Which brings me to the topic of this post. Kids can teach us such valuable lessons I think. Their purity and love for life is incredible to me. But it's their simple-mindedness that I think we can learn from. They are so straight-forward and don't feel the need to make thinks so complex. Every morning, the fifth graders have journal time. They each pull out their journals and basically just free-write for a few minutes. They aren't restricted on what they can write about so as you can imagine some of the entries get pretty crazy.

As I was walking around the room, I noticed one girl, Trinity, was particularly smiley. She looked almost giddy as she wrote in her journal. I decided that I wanted to see what was so funny, so I casually walked around behind her to read over her shoulder. "Dear Mya," it started. It drew my interest because there was a girl in the class named Mya. I almost said something about how she needed to not be writing notes, but I decided hey, it's free writing, let her carry on. So I continued reading instead, "Michael H is my future husband. He's so smart and funny. We're going to get married."

I smiled and moved on to the next journal. I didn't really give it much more thought until later in the day. Recently, I've been thinking about it even more. Why do adults make relationships so complicated? I think much can be learned from Trinity. Now, i know the chances of Trinity and Michael actually getting married are next to none, but still. I think she knows what she wants from her future husband already. She wants someone smart, who makes her laugh. That's so simple. Adults request so much more. We want someone with money, or someone who has a college degree, or someone who doesn't like onions. Why can't it be more simple?

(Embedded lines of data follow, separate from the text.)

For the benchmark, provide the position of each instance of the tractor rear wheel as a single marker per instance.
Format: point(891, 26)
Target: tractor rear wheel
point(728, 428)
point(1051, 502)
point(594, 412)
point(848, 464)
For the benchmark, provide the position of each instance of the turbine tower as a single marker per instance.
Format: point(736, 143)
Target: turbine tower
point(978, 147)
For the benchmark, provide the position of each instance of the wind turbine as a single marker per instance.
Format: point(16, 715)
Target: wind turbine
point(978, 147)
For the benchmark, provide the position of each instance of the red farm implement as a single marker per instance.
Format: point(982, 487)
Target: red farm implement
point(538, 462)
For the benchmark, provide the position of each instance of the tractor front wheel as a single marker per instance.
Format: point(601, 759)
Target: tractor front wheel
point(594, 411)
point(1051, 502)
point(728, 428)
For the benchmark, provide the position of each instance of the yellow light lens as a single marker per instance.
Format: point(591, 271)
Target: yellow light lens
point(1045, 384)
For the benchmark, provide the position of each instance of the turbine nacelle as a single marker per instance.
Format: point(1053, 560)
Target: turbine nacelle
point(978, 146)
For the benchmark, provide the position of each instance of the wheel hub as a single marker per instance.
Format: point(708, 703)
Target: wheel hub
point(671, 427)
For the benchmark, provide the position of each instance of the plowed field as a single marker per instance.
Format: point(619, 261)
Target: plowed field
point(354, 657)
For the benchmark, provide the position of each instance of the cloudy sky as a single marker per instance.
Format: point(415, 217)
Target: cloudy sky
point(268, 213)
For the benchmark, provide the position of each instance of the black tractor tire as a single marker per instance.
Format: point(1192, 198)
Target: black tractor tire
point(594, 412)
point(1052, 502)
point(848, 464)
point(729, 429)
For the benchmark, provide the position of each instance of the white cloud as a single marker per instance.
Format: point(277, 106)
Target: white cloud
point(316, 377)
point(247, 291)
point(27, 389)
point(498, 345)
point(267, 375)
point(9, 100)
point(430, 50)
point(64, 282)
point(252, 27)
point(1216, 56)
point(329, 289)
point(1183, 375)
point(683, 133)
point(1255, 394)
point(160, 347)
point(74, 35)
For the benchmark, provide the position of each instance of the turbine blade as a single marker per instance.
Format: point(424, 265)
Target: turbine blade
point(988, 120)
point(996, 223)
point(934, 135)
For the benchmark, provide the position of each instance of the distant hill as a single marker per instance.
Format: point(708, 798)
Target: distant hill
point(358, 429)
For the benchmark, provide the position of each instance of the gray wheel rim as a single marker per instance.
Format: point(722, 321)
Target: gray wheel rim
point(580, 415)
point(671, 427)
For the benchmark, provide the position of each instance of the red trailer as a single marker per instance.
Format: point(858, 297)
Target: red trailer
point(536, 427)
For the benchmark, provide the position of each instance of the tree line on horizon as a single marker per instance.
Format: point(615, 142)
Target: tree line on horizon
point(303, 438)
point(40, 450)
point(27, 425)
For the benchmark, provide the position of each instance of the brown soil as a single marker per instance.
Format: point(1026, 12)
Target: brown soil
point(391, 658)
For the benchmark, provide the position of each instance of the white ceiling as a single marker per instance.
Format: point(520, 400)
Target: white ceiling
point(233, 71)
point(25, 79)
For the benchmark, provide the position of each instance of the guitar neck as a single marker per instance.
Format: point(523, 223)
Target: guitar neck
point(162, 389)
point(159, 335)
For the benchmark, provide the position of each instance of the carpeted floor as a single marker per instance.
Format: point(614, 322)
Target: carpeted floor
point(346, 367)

I think this has been on my mind because I realize how much I expect out of people. Especially Lucas. I know that I am usually asking for too much, but for some reason I continue asking for too much, and then getting disappointed. The reason I fell in love with Lucas isn't that much different than Trinity's love for Michael. Lucas is smart, he makes me laugh, he cares about me, and he cares about God. These are the things that are most important to me and so I'm going to try to step back and see those things in him, instead of continually asking for more.

I don't really know if that makes any sense. Possibly not. But to me it does. And to me, it was a good reminder of what is important to me in my relationship with Lucas.